Knowledge-Graph-Hub / kg-covid-19

An instance of KG Hub to produce a knowledge graph for COVID-19 response.
https://github.com/Knowledge-Graph-Hub/kg-covid-19/wiki
BSD 3-Clause "New" or "Revised" License
79 stars 26 forks source link

Ingest clinical COVID-19 data from C3.ai's data lake (or their upstream source) #102

Open justaddcoffee opened 4 years ago

justaddcoffee commented 4 years ago

Name of the dataset ~Clinical data from C3.ai data lake, for example case (age/gender/location/symptoms/date of onset) from https://c3.ai/covid-19-api-documentation/~

Per Marcin's sharp eyes, we could just ingest clinical data upstream, from where C3.ai ingests it: https://github.com/Knowledge-Graph-Hub/kg-covid-19/issues/102

Also here: https://docs.google.com/spreadsheets/d/e/2PACX-1vQU0SIALScXx8VXDX7yKNKWWPKE1YjFlWc6VTEVSN45CklWWf-uWmprQIyLtoPDA18tX9cFDr-aQ9S6/pubhtml

Mapping or relevant fields TBD

If possible, highlight which fields map to nodes and which fields map to edges. Refer to Data Preparation for guidelines on how the final transformed data should be represented.

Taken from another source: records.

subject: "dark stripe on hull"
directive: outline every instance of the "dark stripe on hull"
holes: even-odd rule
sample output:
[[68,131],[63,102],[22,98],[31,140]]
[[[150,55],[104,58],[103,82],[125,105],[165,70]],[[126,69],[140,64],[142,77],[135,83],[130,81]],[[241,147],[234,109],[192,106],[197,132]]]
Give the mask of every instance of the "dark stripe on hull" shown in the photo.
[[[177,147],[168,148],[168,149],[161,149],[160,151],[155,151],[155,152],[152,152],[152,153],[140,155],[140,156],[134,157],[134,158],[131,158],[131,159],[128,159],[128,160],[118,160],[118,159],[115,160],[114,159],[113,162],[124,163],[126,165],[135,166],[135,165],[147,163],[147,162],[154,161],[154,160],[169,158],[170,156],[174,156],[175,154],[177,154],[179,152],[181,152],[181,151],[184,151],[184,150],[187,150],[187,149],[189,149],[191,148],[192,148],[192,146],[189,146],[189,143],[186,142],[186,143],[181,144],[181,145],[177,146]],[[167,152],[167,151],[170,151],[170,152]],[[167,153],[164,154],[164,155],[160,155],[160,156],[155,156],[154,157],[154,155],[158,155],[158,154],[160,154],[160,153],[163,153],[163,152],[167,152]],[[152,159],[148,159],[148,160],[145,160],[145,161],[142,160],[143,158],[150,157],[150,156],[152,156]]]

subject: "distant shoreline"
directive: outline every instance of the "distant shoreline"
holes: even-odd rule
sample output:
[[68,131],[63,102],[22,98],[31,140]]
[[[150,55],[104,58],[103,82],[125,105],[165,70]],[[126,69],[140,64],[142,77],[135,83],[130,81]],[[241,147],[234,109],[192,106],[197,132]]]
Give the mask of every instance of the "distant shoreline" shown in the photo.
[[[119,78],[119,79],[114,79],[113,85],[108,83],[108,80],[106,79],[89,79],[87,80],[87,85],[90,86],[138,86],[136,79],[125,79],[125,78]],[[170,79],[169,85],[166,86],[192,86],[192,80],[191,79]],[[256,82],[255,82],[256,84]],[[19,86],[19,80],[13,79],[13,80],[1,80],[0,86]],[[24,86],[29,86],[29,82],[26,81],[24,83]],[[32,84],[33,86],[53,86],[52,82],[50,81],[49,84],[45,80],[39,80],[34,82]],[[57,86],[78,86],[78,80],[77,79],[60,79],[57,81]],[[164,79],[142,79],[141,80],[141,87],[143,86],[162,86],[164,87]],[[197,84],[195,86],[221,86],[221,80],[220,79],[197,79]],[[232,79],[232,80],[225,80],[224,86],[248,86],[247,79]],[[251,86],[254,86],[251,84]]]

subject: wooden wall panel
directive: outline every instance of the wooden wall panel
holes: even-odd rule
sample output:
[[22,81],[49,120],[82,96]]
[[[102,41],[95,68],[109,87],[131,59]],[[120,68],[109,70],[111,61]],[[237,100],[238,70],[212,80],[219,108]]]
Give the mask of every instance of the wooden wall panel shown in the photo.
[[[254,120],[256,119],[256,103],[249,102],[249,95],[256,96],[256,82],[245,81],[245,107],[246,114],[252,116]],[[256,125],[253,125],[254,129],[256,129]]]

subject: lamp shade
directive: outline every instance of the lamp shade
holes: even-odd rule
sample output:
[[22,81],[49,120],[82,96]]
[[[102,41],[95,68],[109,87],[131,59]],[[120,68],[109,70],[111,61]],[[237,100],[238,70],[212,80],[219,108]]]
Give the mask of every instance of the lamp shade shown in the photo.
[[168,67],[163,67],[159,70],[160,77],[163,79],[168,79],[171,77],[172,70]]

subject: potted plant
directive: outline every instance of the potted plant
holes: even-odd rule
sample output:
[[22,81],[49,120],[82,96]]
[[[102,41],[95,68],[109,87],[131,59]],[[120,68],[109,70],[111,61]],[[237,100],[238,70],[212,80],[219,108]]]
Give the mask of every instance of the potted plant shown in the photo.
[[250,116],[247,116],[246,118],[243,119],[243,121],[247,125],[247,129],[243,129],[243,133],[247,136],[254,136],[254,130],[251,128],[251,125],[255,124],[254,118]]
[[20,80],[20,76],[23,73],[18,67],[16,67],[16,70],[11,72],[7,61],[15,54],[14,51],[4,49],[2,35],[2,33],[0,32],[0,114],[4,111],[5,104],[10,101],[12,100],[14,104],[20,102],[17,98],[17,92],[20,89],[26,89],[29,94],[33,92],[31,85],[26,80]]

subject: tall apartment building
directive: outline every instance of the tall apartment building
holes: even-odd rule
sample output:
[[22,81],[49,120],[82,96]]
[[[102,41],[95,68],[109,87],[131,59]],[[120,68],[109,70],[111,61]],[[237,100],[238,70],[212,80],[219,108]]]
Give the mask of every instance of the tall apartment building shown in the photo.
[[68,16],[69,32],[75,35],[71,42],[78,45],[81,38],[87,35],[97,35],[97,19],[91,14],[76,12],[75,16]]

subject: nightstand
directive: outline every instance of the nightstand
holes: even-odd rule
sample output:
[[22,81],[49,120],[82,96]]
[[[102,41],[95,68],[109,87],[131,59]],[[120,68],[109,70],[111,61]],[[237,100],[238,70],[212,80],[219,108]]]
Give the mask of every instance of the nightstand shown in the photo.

justaddcoffee commented 4 years ago

Sounds like @realmarcin will implement this, and Bill can review his mapping/transform

wdduncan commented 4 years ago

Added a documentation directory for the C3.ai API.
We can place other documentation there as needed.

cc @deepakunni3 @realmarcin

justaddcoffee commented 4 years ago

Note that if this ingest requires an API call, this ticket will then probably also require a function in download() to call the API and emit a file

wdduncan commented 4 years ago

see quickstart.ipynb for examples of how to access data

justaddcoffee commented 4 years ago

Discussion with Bill - initial thought is to ingest the following for each case:

age sex location symptoms therapeutic/clinical intervention outcome covid genome sequence

justaddcoffee commented 4 years ago

Per Marcin's sharp eyes, we could just ingest clinical data upstream, from where C3.ai ingests it: https://raw.githubusercontent.com/beoutbreakprepared/nCoV2019/master/latest_data/latestdata.csv

Also here: https://docs.google.com/spreadsheets/d/e/2PACX-1vQU0SIALScXx8VXDX7yKNKWWPKE1YjFlWc6VTEVSN45CklWWf-uWmprQIyLtoPDA18tX9cFDr-aQ9S6/pubhtml

wdduncan commented 4 years ago

@justaddcoffee @realmarcin
Where did you find these URLs for the data? I can't find them.

justaddcoffee commented 4 years ago

These two links seem to be the upstream source of some of C3.ai data - are they not working for you?

https://raw.githubusercontent.com/beoutbreakprepared/nCoV2019/master/latest_data/latestdata.csv https://docs.google.com/spreadsheets/d/e/2PACX-1vQU0SIALScXx8VXDX7yKNKWWPKE1YjFlWc6VTEVSN45CklWWf-uWmprQIyLtoPDA18tX9cFDr-aQ9S6/pubhtml

wdduncan commented 4 years ago

Yes. They work for me.
I was curious how you found them in the documenation.